3. Loop through the output and format the output

If range(1, 26) exceeds this range, an error will be reported indicating that the index range is exceeded, but it will not affect the running results

IndexError: index 26 is out of bounds for axis 0 with size 26

for i in range(1, 26):
    s = df[i-1:i]
    array[i] = np.array(s)
    print(f"%c{str(*array[i])}%c," % (34, 34))

Among them, s=df[i-1:i] is the loop output of each piece of data in df, similar to the index output of series

array[i] = np.array(s), circularly convert the data into an array and assign

%c is the formatted output character and the output with ASCII code value 34% (34,34)

Output as a list:

# 数组转列表
a_list = array.tolist()
print(a_list)

[['vivo'], ['vivo'], ['Glory'], ['Xiaomi'], ['Apple'], ['Newman'], ['Huawei'], ['realme'], [ 'oppo'], ['Samsung'], ['Nubia'], ['OnePlus'], ['Meizu'], ['Motorola'], ['Others'], ['Coolpad'], ['Duowei'], ['Nokia'], ['ZTE'], ['Philips'], ['Nikane'], ['Tianyu'], ['Coolby'], ['Candy' ], ['Gionee'], ['nzone']]

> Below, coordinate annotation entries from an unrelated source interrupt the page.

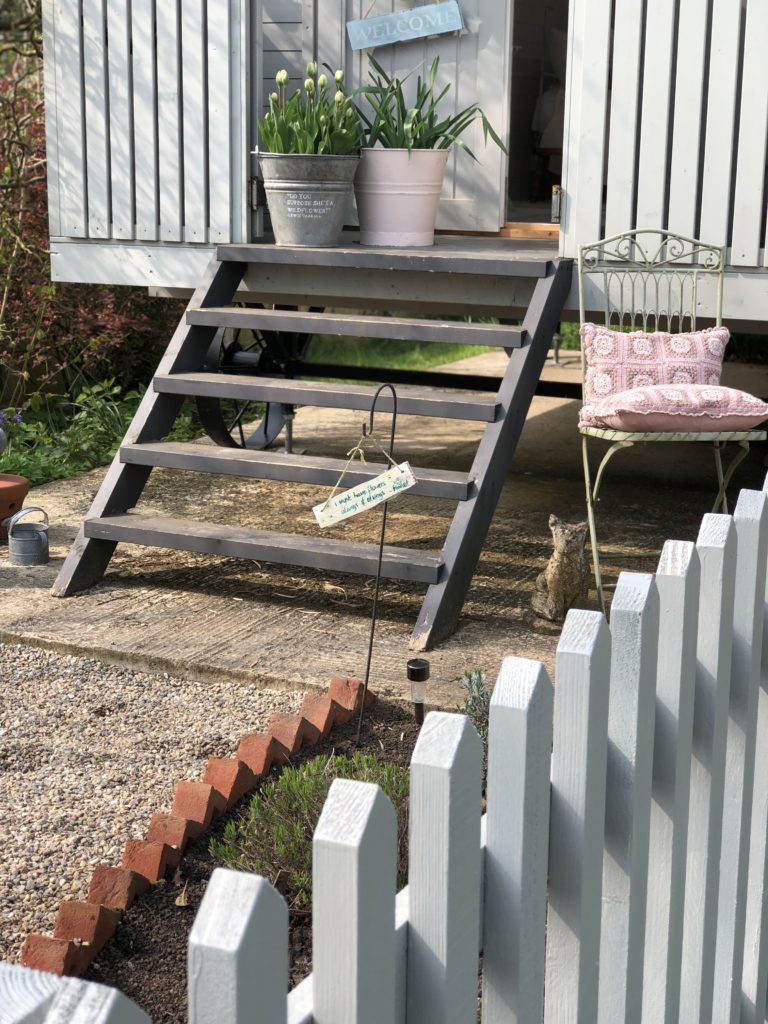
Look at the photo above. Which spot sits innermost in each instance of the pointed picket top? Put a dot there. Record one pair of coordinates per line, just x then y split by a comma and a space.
716, 547
634, 630
444, 863
678, 580
26, 994
238, 951
578, 818
353, 882
516, 843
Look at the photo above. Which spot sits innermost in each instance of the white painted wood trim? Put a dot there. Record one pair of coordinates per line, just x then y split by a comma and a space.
717, 551
678, 581
578, 819
517, 839
238, 951
444, 870
634, 630
748, 196
751, 521
353, 890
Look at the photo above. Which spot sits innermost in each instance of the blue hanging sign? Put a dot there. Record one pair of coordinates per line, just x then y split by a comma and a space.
430, 19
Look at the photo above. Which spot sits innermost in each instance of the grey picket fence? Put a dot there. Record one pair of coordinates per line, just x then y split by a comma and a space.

3. Mysqldb library solves the problem of complex data extraction from the database

1. There must be related libraries, as mentioned above

2. The following is the database output code

# 打开数据库连接
db = MySQLdb.connect("localhost", "root", "489000", "test", charset='utf8')
# 使用cursor()方法获取操作游标
cursor = db.cursor()
# 使用execute方法执行SQL语句
cursor.execute("SELECT VERSION()")
# 使用 fetchone() 方法获取一条数据
version = cursor.fetchone()
print("Database version : %s " % version)
# 循环下标
# Sql预处理语句分组并查询各个品牌
sql = """SELECT 品牌 FROM SHEET1 \
       GROUP BY 品牌 """
cursor.execute(sql)
for i in range(1, 10000):
    data = cursor.fetchone()
    if data is None:
        break
    else:
        print(*data)  # 解包输出
# 关闭数据库连接
db.close()

3. In order to ensure the complete range of readings during the cycle, you can set a larger range, and then add judgment conditions on this basis,

Assign the data read by the loop cursor to data. If this is None, the loop will be terminated, that is, if there is no more data to read, the loop will be terminated and output. In order to ensure that the output format is pure data, use *data to unpack this variable

4. The complete code and comparison of the whole process:

# _*_ coding:utf-8 _*_
# @Time    : 2022/9/1 9:30
# @Author  : ice_Seattle
# @File    : testprogram.py
# @Software: PyCharm

import MySQLdb
import pandas as pd
import numpy as np
# 打开数据库连接
db = MySQLdb.connect("localhost", "root", "489000", "test", charset='utf8')
# 使用cursor()方法获取操作游标
cursor = db.cursor()
# 使用execute方法执行SQL语句
cursor.execute("SELECT VERSION()")
# 使用 fetchone() 方法获取一条数据
version = cursor.fetchone()
print("Database version : %s " % version)
# 循环下标
# Sql预处理语句分组并查询各个品牌
sql = """SELECT 品牌 FROM SHEET1 \
       GROUP BY 品牌 """
cursor.execute(sql)
for i in range(1, 10000):
    data = cursor.fetchone()
    if data is None:
        break
    else:
        print(*data)  # 解包输出
# 关闭数据库连接
db.close()
# 导入文件,并设置index_col=None,
df = pd.read_csv('E:/py/txt/var.txt', index_col=None, engine='python', names=['品牌'])
# 将DataFrame格式转换为数组
array = np.array(df)
for i in range(1, 26):
    s = df[i-1:i]
    array[i] = np.array(s)
    print(f"%c{str(*array[i])}%c," % (34, 34))
# 数组转列表
a_list = array.tolist()
print(a_list)

Navicat runs SELECT brand, count(brand) from sheet1 group by brand and the results are as follows:

The spoon.bat running program test results in Kettle are as follows

5. Summary

In summary, if you want to extract different content in the field: after writing the python code and running it, it is much faster than Navicat and Kettle, and you can add the " " sign for other data conversion such as lists, reducing complex operations step.